To uncover these perspectives, feedback from 439 undergraduate students in non-STEM departments in a community college was analyzed using a rigorous multi-stage NLP-based framework that integrated text preprocessing, semantic embeddings, clustering, and sentiment analysis. Responses were cleaned to remove noise and transformed. Dimensionality reduction with UMAP and clustering with Gaussian Mixture Model (optimized using DBCV, silhouette, and BIC indices) revealed latent attitudinal structures. Sentiment polarity and subjectivity were assessed using VADER and TextBlob, while supervised models (Random Forest, LightGBM, SVM) validated the stability of clusters. Subgroup analyses by gender, faculty, ADHD status, math background, and course type added interpretive depth.
The analysis revealed two dominant dimensions shaping students’ experiences: math or data science anxiety and an interaction or hands-on orientation. Four thematic clusters emerged, reflecting different combinations of these dimensions. About half of the students (53%) expressed some form of anxiety, while nearly three-quarters (74%) emphasized the importance of collaboration and applied hands-on learning. Sentiment analysis showed an overall positive tone, with lower positivity among anxious students. Demographic patterns indicated higher anxiety among students with weaker math or language backgrounds and greater interaction orientation among female and pre-academic students.

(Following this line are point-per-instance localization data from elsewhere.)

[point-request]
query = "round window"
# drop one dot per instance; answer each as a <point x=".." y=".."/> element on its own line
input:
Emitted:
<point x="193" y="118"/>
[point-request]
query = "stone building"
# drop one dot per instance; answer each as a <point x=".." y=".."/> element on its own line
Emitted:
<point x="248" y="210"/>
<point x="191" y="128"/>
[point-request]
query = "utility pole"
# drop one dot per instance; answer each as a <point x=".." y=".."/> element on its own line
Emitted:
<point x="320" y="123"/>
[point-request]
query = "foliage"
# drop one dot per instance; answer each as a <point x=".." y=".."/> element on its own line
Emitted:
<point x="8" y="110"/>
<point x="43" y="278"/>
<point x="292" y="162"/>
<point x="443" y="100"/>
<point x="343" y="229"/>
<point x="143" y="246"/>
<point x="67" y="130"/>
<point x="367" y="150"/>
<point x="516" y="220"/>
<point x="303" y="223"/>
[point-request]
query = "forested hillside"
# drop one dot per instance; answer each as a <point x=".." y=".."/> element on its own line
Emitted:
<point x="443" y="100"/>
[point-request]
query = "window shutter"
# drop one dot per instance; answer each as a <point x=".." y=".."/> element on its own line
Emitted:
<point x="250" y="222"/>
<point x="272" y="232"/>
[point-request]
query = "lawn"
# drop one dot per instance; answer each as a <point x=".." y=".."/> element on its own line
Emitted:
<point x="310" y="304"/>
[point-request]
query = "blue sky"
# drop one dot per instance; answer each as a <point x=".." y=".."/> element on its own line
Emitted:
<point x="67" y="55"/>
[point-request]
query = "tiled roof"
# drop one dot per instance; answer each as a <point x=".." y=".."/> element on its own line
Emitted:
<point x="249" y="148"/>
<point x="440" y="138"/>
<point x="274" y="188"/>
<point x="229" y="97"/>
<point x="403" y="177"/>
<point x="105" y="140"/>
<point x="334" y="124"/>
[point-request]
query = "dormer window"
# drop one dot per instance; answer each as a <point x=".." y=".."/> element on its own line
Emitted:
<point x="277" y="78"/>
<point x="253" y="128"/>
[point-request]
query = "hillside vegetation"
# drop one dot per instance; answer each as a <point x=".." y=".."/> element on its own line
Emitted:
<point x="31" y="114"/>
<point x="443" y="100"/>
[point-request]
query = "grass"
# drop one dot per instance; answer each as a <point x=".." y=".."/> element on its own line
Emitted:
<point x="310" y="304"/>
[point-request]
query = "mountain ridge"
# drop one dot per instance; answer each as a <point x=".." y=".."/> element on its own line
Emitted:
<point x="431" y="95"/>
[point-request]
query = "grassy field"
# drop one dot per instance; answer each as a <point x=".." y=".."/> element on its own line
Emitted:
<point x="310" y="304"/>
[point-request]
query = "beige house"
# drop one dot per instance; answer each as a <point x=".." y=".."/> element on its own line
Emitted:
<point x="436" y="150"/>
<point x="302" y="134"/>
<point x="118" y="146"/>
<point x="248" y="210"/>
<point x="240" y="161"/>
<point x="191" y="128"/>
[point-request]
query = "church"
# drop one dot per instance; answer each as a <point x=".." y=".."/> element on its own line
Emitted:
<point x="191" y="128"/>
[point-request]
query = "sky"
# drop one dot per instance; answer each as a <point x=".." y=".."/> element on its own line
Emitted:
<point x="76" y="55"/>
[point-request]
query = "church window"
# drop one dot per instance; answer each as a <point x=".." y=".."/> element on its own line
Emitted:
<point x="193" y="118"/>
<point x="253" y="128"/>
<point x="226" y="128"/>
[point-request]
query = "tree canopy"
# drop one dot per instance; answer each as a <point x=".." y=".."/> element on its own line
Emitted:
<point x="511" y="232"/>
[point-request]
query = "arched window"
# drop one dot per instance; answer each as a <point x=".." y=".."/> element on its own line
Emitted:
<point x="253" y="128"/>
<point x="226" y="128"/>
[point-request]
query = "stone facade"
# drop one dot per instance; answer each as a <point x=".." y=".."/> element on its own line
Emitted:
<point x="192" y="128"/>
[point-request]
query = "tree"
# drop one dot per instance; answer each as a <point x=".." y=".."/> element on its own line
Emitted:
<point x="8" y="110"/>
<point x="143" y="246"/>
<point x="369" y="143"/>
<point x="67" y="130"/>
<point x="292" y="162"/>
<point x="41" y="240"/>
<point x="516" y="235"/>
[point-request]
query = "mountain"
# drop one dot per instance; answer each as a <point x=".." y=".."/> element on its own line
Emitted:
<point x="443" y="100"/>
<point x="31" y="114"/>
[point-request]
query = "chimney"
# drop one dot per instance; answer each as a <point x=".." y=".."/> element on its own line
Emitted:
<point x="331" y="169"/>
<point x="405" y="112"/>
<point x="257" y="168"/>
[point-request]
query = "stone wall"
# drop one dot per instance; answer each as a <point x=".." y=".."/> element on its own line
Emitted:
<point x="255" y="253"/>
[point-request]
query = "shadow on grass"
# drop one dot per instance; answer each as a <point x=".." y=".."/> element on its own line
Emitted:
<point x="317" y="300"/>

These findings highlight the importance of integrating students’ voices into the evaluation of teaching methods. The nuanced understanding derived from open-ended feedback enables educators to design scaffolded, authentic, and inclusive learning experiences that address both emotional and cognitive aspects of learning. Effective PBL design should combine structured support for anxious learners with real-world, collaborative experiences for confident students, emphasizing early achievements, clear milestones, and visible skill growth. Through this evidence-based understanding of students’ perspectives, educators can create data science learning environments that are both intellectually rigorous and emotionally supportive.